Tag Archives: saying no

How to Say No

Say Yes!

Image by erix! via Flickr

Last week I wrote about making time for what truly matters to you and a key part of that is being able to say no to less important things.  I know, this is easier said than done.

For the longest time, I knew I needed more sleep yet time and again I would catch myself staying up way too late to watch movies.  And usually, they weren’t even all that good.  In my sleep deprived state, I’d kick myself for doing that.  But next week, I’d do it again.  Why?  It wasn’t until I realized that I was afraid of missing out on a really good movie that I was finally able to break the habit of turning on the TV before going to bed just to see what’s playing.  Sure this fear is irrational in the age of on demand movies but most fears are.

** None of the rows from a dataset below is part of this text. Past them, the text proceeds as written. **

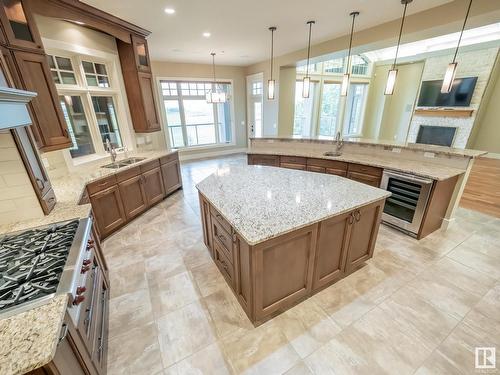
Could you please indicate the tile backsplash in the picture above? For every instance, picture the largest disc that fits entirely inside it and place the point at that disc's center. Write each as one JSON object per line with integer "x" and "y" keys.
{"x": 17, "y": 197}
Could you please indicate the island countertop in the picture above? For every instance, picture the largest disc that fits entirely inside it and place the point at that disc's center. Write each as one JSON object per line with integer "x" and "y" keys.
{"x": 265, "y": 202}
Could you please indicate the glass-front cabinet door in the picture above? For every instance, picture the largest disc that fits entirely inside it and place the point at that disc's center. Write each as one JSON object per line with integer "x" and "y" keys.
{"x": 141, "y": 54}
{"x": 18, "y": 25}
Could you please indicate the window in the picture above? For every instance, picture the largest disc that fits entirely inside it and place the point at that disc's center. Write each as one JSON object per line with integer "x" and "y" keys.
{"x": 88, "y": 102}
{"x": 62, "y": 70}
{"x": 303, "y": 118}
{"x": 191, "y": 121}
{"x": 330, "y": 103}
{"x": 354, "y": 108}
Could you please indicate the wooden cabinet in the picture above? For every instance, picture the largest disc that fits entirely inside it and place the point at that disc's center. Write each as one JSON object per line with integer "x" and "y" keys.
{"x": 49, "y": 127}
{"x": 136, "y": 68}
{"x": 134, "y": 196}
{"x": 171, "y": 173}
{"x": 108, "y": 210}
{"x": 18, "y": 25}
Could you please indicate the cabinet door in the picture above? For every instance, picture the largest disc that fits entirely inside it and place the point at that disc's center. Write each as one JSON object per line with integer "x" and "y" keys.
{"x": 364, "y": 178}
{"x": 171, "y": 173}
{"x": 141, "y": 54}
{"x": 108, "y": 210}
{"x": 153, "y": 186}
{"x": 133, "y": 195}
{"x": 19, "y": 25}
{"x": 363, "y": 235}
{"x": 49, "y": 126}
{"x": 146, "y": 86}
{"x": 331, "y": 250}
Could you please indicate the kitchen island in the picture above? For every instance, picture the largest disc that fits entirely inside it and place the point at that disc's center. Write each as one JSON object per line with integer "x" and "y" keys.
{"x": 278, "y": 236}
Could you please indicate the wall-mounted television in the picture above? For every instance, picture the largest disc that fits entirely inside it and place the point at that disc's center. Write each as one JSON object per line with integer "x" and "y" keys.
{"x": 459, "y": 96}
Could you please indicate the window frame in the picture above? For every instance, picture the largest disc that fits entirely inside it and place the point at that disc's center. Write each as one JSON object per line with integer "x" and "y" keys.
{"x": 163, "y": 115}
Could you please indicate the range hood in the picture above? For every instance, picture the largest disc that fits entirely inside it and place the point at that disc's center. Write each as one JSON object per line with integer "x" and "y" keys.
{"x": 13, "y": 107}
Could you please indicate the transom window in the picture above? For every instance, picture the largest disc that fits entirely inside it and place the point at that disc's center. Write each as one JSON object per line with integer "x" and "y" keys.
{"x": 88, "y": 102}
{"x": 191, "y": 121}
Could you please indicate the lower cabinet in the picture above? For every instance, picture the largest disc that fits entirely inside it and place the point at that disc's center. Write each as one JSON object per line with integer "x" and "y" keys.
{"x": 108, "y": 210}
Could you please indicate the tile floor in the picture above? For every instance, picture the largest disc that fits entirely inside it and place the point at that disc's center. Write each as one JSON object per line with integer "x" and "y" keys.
{"x": 415, "y": 308}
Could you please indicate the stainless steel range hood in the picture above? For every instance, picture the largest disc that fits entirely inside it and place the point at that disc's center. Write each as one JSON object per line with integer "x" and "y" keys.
{"x": 13, "y": 107}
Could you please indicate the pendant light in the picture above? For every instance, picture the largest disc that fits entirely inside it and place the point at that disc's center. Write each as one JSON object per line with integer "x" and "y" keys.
{"x": 306, "y": 82}
{"x": 393, "y": 73}
{"x": 451, "y": 71}
{"x": 347, "y": 75}
{"x": 214, "y": 95}
{"x": 271, "y": 84}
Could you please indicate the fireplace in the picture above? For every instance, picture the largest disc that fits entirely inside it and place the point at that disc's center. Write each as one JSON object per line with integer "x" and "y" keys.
{"x": 436, "y": 135}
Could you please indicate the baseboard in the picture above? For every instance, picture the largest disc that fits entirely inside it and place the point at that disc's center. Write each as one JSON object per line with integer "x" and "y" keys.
{"x": 211, "y": 154}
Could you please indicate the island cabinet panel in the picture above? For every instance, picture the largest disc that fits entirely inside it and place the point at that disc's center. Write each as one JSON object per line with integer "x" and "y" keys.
{"x": 108, "y": 210}
{"x": 331, "y": 250}
{"x": 269, "y": 160}
{"x": 363, "y": 235}
{"x": 283, "y": 270}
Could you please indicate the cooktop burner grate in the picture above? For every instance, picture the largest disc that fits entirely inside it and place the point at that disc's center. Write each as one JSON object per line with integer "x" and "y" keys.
{"x": 31, "y": 262}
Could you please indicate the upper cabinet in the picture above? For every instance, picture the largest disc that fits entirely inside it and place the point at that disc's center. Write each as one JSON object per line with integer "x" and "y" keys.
{"x": 18, "y": 25}
{"x": 139, "y": 83}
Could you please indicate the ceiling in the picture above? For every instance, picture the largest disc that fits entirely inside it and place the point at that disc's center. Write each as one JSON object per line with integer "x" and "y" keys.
{"x": 239, "y": 29}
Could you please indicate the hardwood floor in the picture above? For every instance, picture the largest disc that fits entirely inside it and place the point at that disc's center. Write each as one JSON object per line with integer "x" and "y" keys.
{"x": 482, "y": 192}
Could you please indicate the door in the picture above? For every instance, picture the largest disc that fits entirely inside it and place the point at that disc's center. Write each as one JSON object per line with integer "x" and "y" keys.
{"x": 134, "y": 196}
{"x": 363, "y": 235}
{"x": 153, "y": 186}
{"x": 108, "y": 210}
{"x": 331, "y": 249}
{"x": 255, "y": 100}
{"x": 49, "y": 126}
{"x": 171, "y": 174}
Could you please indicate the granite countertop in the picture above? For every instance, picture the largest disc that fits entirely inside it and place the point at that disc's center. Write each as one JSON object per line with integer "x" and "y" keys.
{"x": 29, "y": 340}
{"x": 414, "y": 167}
{"x": 265, "y": 202}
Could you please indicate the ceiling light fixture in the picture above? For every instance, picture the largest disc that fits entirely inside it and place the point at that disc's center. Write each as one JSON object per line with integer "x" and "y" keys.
{"x": 271, "y": 84}
{"x": 451, "y": 71}
{"x": 347, "y": 75}
{"x": 306, "y": 82}
{"x": 214, "y": 95}
{"x": 393, "y": 73}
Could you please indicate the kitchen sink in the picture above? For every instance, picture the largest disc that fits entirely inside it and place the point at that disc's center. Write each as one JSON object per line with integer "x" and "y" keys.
{"x": 122, "y": 163}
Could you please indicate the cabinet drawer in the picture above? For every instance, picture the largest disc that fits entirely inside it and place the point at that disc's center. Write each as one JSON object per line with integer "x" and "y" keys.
{"x": 293, "y": 159}
{"x": 360, "y": 168}
{"x": 101, "y": 184}
{"x": 224, "y": 239}
{"x": 333, "y": 164}
{"x": 301, "y": 167}
{"x": 129, "y": 173}
{"x": 225, "y": 224}
{"x": 168, "y": 158}
{"x": 223, "y": 264}
{"x": 150, "y": 165}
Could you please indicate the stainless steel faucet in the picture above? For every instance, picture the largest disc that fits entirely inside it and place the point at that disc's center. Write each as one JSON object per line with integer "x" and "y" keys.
{"x": 111, "y": 150}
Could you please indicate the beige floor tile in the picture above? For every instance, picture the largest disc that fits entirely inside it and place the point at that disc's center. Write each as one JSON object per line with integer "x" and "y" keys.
{"x": 226, "y": 314}
{"x": 263, "y": 350}
{"x": 209, "y": 360}
{"x": 307, "y": 327}
{"x": 171, "y": 293}
{"x": 129, "y": 311}
{"x": 135, "y": 352}
{"x": 183, "y": 333}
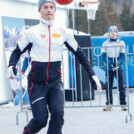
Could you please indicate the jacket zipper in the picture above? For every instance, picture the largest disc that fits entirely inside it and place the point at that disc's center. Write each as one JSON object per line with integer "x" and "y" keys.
{"x": 49, "y": 54}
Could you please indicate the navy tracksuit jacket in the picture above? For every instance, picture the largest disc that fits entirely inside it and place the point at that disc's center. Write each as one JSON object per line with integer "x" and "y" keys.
{"x": 44, "y": 80}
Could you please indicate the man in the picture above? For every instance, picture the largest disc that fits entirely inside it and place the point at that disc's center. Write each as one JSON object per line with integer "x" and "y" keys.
{"x": 113, "y": 53}
{"x": 44, "y": 80}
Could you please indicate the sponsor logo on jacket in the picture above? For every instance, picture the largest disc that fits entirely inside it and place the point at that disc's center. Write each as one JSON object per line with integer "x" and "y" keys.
{"x": 43, "y": 36}
{"x": 117, "y": 44}
{"x": 56, "y": 35}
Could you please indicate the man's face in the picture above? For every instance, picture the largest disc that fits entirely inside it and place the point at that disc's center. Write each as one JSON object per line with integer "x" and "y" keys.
{"x": 113, "y": 34}
{"x": 47, "y": 11}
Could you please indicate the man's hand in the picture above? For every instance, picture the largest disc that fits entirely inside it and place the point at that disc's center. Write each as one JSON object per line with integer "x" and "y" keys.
{"x": 11, "y": 72}
{"x": 99, "y": 87}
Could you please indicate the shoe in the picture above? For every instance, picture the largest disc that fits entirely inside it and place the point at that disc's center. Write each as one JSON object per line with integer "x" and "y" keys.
{"x": 107, "y": 108}
{"x": 123, "y": 108}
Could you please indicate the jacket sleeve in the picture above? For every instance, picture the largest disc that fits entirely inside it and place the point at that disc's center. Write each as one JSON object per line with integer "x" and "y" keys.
{"x": 15, "y": 56}
{"x": 23, "y": 45}
{"x": 82, "y": 59}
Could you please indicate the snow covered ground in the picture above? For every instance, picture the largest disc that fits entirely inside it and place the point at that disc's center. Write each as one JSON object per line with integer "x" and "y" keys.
{"x": 91, "y": 120}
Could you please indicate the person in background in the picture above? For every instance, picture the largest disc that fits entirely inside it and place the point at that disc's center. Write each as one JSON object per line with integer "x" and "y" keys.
{"x": 45, "y": 87}
{"x": 113, "y": 54}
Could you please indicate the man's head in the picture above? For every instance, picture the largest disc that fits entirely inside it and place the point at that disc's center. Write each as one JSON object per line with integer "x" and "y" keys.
{"x": 113, "y": 31}
{"x": 47, "y": 9}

So what are some reasons it’s so hard to say no, both to others and to ourselves?

  • we don’t want to hurt other people’s feelings
  • we worry we’re going to miss out on something
  • we don’t want to appear selfish or unhelpful
  • we want to be liked or needed
  • we feel pressured to do the socially acceptable thing
  • we worry we won’t be asked again in the future
  • we don’t want to create conflict

The bottom line is that we have a hard time saying no because of fear in some form.  It’s important to recognize what you’re afraid of.  Be compassionate and acknowledging your concerns.  Then focus on what you have to gain by saying no.  There are opportunity costs to every decision.  By saying no to the less important, you have a chance to say yes to what really matters to you.  This is true not just of time but also money.

So how do you graciously say no?  I once heard author and healer Judith Orloff say, “‘No’ is a complete sentence.”  It’s a great line but we humans are biologically and socially programed to care about what others think so it’s not as simple as that.  The key is to be direct.  Don’t over explain but don’t lie either.  Here’s some language you can try:

  1. Sorry, I can’t.  I have other plans already (even if your plan is just spending time relaxing at home)
  2. I have a full plate right now.  I’ll call you if my schedule opens up.
  3. I need to check my calendar (or check with my significant other) and get back to you.  (This is a last resort.  It’s best to just decline immediately and get it over with.)

Take a look at your current commitments.  What would you say no to if you knew there would be no negative consequences?  This helps you see what you should be letting go of.  Of course in real life there are negative consequences sometimes but usually it’s not that big of a deal, either for you or for other people.  The dinner party will go on without you.  The charity project will be completed without your help.  Your friend will find someone else to bail them out.

It’s okay to change your mind after you’ve said yes.  If you’re someone who reflexively says yes, it’ll take time for you to learn to respond differently.  In the mean time, give yourself permission to change your mind and let the other person know.  As you make better decisions and stop agreeing to things you don’t want to do, you’ll need to change your mind less often.

Being able to say no comfortably is an acquired skill.  It just takes practice.  Learn to say no so you can say yes to the life you really want to live.